Opinion
No. 7318SC617
Filed 12 September 1973
1. Narcotics 4 — possession and distribution of marijuana — sufficiency of evidence The State's evidence was sufficient to be submitted to the jury on the issues of defendant's guilt of possession of marijuana with intent to distribute and distribution of marijuana where it tended to show that defendant had promised to sell marijuana to a State's witness, that defendant and the witness drove together from defendant's apartment to another apartment, that the witness gave defendant $20 for an ounce of marijuana, that defendant entered the apartment and returned with a plastic bag of vegetable matter which he gave the witness, and that the vegetable matter was analyzed and determined to be marijuana
2. Criminal Law 7 — entrapment — giving defendant opportunity to commit crime The trial court did not err in failing to charge the jury on entrapment in a prosecution for possession and distribution of marijuana where the evidence tended to show that an undercover agent of the police department went to defendant's apartment seeking to buy marijuana which defendant had promised to sell him the previous day, that the agent gave defendant $20 for an ounce of marijuana, and that the officer and defendant rode together to another apartment where defendant obtained marijuana which he gave to the agent, since the evidence shows that the police did nothing more than afford defendant the opportunity to voluntarily commit a crime which defendant conceived in his own mind.
APPEAL by defendant from Crissman, Judge, 9 April 1973 Session of Superior Court held in GUILFORD County.
Defendant, Anthony Stanback, was charged in a two count bill of indictment, proper in form, with feloniously possessing more than five grams of a controlled substance, to wit: marijuana, and with feloniously distributing a controlled substance, to wit: marijuana, to Jerome White. Defendant pleaded not guilty and only the State offered evidence at the trial.
The defendant was found guilty as charged and from a judgment imposing a prison sentence of three years, he appealed.
Attorney General Robert Morgan and Associate Attorney Henry E. Poole for the State.
Lee, High, Taylor, Dansby Stanback by Herman L. Taylor for defendant appellant.

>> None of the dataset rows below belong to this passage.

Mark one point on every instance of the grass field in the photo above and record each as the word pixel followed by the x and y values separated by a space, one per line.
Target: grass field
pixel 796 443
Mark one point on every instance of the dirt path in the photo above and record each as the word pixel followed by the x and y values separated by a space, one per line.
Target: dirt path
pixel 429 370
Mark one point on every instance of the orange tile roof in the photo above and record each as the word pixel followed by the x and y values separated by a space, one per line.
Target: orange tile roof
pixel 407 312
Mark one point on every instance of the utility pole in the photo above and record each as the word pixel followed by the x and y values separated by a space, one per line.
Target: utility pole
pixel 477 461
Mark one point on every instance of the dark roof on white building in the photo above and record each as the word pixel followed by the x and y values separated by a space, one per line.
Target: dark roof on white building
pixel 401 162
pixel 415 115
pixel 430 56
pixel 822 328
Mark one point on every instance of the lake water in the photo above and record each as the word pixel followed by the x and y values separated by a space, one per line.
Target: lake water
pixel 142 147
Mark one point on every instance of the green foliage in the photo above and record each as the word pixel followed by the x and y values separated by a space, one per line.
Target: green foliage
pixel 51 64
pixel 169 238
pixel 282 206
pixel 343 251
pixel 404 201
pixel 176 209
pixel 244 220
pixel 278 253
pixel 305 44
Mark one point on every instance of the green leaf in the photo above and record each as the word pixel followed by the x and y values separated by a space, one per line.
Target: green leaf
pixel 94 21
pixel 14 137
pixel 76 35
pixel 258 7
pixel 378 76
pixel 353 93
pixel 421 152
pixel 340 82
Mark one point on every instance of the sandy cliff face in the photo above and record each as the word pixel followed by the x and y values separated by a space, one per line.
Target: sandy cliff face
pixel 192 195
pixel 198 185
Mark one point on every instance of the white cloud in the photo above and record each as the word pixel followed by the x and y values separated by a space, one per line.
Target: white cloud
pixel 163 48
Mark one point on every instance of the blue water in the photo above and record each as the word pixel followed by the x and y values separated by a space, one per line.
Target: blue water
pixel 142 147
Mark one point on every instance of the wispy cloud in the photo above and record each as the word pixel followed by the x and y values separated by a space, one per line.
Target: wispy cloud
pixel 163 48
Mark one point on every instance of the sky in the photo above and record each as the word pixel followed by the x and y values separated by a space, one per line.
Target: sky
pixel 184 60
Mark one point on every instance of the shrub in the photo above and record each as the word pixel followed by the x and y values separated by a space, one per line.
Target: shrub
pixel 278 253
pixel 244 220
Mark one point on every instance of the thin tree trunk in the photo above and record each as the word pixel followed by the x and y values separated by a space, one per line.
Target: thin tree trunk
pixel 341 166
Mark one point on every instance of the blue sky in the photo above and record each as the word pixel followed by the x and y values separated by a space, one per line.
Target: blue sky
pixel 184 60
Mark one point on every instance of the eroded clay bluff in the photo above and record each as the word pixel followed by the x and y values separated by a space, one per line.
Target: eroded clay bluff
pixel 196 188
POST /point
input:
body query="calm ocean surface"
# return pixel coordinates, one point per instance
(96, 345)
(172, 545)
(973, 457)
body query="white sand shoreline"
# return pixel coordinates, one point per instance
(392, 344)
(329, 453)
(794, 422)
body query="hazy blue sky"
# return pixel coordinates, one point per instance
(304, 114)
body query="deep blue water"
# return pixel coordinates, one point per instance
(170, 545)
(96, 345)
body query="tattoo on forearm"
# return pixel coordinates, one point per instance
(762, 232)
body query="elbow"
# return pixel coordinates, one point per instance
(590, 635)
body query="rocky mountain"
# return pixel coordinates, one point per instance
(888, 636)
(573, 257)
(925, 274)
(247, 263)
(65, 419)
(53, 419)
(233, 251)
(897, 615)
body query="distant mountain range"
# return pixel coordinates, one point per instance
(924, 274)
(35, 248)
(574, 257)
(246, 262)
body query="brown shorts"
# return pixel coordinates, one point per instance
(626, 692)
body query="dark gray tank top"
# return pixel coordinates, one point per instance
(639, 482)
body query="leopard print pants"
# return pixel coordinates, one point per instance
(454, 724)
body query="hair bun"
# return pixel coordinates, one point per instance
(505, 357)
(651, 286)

Defendant assigns as error the denial of his motions for judgment as of nonsuit. The evidence when considered in the light most favorable to the State tends to show the following:
On the night of 7 December 1972, Jerome White, an undercover agent of the Greensboro Police Department, went to the apartment of defendant seeking to purchase some marijuana which the defendant had promised to sell to Officer White the previous day. Defendant stated that he did not have "anything on him there at the house, but he do know where he could get some." Defendant then asked White how much he wanted and when White stated "one ounce," the defendant informed him that this would cost twenty dollars. After his brief conversation, White gave defendant the twenty dollars. Defendant and White went together in defendant's car to an apartment in another part of the City. While White waited in the automobile, Stanback went into an apartment and returned in about five minutes. White testified, "When he got back to the car, he handed me a plastic bag containing green vegetable material. I did not have a conversation with him at that time. * * * There were contents in the bag. It was a green vegetable like material, seemed to be ground in a course type form."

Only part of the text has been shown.